Analyzing a recent survey of attitudes toward the Jewish state within the U.S., Samuel J. Abrams and David L. Bernstein note two major trends: first, that American sympathy for Israel remains very high and, secondly, that the younger the respondent, the more likely he or she is to be indifferent or hostile to Israel. Abrams and Bernstein also detect a larger pattern relating to the changing face of American politics, and in particular to what they term “political sorting.”
Democrats are more uniformly left-leaning and Republicans are more uniformly right-leaning than they were decades ago. . . . Consider that in the 1990s there were many pro-choice and pro-immigration Republicans and pro-gun Democrats. These variations have disappeared with issues all lining up on the left or right such that if you are a Democrat, you [feel obligated to believe in] and promote a particular agenda wholesale; thus one can predict an individual’s political positions based on partisanship alone.

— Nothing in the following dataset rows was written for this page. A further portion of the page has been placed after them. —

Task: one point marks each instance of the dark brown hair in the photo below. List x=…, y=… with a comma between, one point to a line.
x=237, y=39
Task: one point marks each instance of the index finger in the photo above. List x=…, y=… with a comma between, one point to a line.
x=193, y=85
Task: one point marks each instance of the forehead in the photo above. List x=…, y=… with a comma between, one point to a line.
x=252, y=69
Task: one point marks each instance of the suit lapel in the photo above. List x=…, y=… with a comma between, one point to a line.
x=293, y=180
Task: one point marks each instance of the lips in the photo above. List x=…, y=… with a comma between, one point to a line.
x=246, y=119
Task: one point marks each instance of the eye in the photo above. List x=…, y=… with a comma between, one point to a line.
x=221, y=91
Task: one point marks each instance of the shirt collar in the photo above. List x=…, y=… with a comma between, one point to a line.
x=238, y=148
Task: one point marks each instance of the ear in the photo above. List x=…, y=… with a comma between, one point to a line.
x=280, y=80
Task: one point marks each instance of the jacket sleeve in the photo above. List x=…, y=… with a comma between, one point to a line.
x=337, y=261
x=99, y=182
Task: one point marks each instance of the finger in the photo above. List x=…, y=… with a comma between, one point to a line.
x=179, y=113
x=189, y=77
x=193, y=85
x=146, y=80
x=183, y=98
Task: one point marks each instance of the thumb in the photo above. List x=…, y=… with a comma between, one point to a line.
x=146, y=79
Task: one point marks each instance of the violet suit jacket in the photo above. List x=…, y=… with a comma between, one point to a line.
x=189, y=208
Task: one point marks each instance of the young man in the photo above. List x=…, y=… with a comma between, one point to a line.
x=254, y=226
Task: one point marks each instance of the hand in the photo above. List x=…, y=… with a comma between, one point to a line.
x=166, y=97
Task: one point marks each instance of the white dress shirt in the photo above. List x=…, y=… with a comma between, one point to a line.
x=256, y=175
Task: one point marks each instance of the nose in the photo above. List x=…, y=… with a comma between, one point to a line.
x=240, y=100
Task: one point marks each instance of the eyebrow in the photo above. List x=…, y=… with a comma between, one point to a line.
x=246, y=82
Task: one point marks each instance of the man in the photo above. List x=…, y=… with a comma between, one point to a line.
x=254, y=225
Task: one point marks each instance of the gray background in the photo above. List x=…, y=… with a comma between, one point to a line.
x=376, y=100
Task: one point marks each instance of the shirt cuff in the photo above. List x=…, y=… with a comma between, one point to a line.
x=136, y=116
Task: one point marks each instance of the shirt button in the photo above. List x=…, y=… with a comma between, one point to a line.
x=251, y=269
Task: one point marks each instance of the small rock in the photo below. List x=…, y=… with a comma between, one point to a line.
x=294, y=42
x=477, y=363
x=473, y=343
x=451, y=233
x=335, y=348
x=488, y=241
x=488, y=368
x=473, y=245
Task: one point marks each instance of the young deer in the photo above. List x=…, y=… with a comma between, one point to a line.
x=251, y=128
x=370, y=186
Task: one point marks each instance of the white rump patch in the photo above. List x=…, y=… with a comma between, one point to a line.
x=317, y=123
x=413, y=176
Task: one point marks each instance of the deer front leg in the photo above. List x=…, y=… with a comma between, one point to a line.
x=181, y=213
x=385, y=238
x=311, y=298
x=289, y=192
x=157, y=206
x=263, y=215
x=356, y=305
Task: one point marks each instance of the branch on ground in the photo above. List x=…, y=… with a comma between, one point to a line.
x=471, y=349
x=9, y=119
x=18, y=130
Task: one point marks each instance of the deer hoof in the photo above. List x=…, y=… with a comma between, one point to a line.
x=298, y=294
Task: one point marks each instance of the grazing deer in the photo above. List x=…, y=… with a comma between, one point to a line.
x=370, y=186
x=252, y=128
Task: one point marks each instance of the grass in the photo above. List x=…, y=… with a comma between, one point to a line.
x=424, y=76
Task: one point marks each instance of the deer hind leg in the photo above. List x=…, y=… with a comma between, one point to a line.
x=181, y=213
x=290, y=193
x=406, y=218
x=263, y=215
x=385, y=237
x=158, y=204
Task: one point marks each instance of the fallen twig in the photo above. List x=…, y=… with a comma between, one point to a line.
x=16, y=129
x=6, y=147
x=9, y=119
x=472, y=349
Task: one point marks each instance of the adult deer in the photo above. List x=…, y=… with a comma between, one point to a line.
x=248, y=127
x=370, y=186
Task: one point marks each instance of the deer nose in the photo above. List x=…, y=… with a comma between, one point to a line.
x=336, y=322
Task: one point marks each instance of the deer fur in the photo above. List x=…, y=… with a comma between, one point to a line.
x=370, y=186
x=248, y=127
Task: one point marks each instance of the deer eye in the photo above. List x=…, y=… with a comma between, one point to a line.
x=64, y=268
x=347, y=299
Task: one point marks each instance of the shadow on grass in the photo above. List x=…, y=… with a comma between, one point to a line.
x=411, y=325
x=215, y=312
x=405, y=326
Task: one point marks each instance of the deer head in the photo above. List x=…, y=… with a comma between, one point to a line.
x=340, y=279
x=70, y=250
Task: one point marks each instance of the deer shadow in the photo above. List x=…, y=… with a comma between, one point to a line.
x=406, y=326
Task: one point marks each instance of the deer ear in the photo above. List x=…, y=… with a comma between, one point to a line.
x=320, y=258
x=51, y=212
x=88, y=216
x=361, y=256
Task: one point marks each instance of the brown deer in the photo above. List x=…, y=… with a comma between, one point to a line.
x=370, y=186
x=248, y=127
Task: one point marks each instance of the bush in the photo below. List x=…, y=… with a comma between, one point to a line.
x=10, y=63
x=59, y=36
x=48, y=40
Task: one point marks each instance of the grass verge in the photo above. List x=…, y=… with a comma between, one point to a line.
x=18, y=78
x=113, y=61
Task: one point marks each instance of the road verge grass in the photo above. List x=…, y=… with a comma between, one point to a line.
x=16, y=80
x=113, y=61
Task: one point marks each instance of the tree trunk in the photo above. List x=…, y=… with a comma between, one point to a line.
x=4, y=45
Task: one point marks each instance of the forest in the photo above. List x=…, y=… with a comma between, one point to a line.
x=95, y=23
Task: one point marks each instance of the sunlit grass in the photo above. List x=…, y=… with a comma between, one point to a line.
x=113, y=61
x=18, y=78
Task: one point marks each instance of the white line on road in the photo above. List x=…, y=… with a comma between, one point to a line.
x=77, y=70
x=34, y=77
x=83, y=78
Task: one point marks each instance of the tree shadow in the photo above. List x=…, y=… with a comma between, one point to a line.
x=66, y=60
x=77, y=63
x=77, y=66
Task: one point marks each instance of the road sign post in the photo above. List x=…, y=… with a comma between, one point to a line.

Turning to the . . . survey itself, support for Israel has become part of the larger political sort of the American public. Today, vast majorities of Republicans support Israel, while Democratic backing is much lower. To be on the left these days means that one cannot support Israel and be ideologically pure; backing Israel is a conservative value and that line cannot be crossed in the ideologically sorted world of today. . . . Attitudes toward Israel are now part of the liberal or conservative packages that partisans must uniformly adopt, constituting a new norm in American politics evident in the data here.